Now, I'll admit I haven't always been loyal to Lost, and have been known to hang around bars, talking smack behind its back. Last year for example, I regularly accused Lost of "not being as good as season one," "going around in circles," and "committing the most heinous of crimes: killing off all the hot pieces of ass." However! This year I've had a change of heart, and as God is my witness, I promised to never, ever, ever poop-talk it again. UNTIL NOW.
I mean... c'mon! 13 WEEKS?!? In order to grasp how truly stupid this extended and unwarranted vacation is, I will offer up one of my patented illogical analogies: Okay... let's say Donald Trump shows up at your house. And for whatever disturbing reason you like, he's decided to give you a million dollars every week. Naturally, you're thrilled, and for months things are going great—until everything changes. One day Donald Trump shows up at your door, and says, "Yeaaahhh... about that million dollars a week? I've decided to change the deal somewhat. For the next 13 weeks, instead of giving you a check for a million dollars, I'll be stopping by your house, kicking you in the scrabble bag, and throwing up in your mouth. How's that sound?"

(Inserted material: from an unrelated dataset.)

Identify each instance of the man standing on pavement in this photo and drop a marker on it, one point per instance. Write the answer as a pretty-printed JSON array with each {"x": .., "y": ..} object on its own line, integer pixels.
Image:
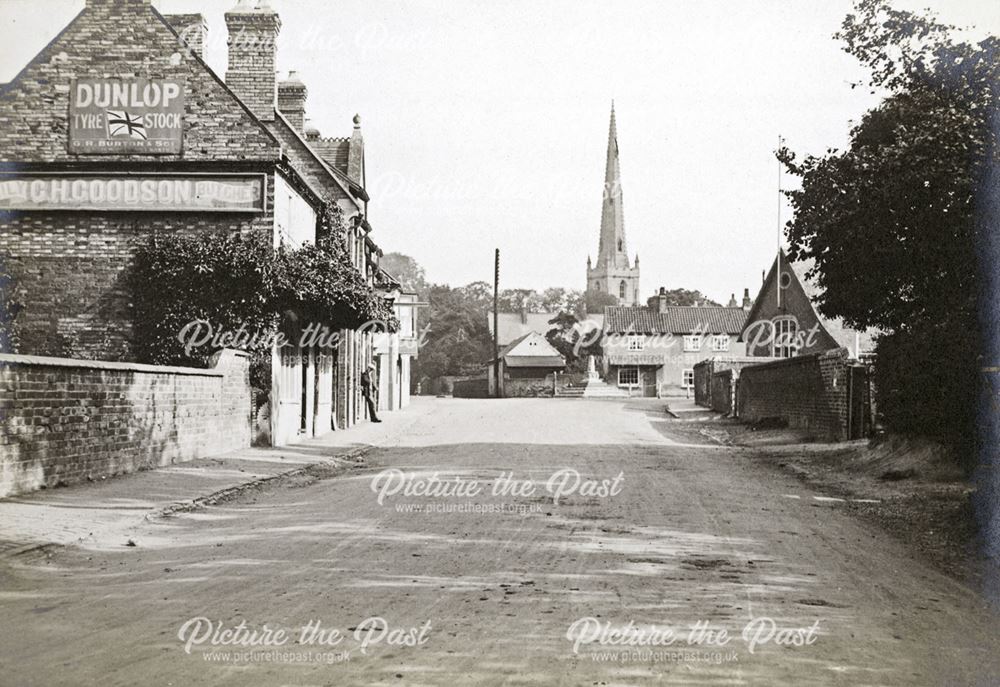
[{"x": 366, "y": 391}]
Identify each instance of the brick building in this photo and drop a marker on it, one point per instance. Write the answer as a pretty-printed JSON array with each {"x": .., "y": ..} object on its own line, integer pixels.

I'LL TELL YOU HOW THAT SOUNDS! NOT SO GREAT!
According to the producers of Lost, the reason for the long break is because tons of people were complaining about last season. Back then everyone was bellyaching because Lost would show a couple of new episodes, followed by two or three weeks of repeats. Annoying! Yet, apparently, the production schedule for a show like this is so hectic, they need to take a few weeks off in order to catch up—to which I respond, "OH, BOO-HOO-HOO! DOES WIDDLE BITTY BABY NEED A SUGAR TITTY?"
Do you know what my boss tells me when I ask for extra time to finish this stupid TV column? He points to the dumpster outside the office and says, "That's where you'll be eating breakfast, lunch, and dinner unless you get me your stupid TV column within 10 minutes. SO GIT-R-DONE." (He's a big fan of redneck comedy.)
Now, I could use the same tactic and threaten to make Lost eat out of a garbage can, but I doubt it would do much good. After all, they live on a deserted island, and would probably kill for a half-eaten hot dog. So I'm willing to present the cast and crew of Lost with a new deal: Either get me a brand-spanking-new episode every week, or I get to throw up in your mouth. And kick you in the scrabble bag. Git-r-done.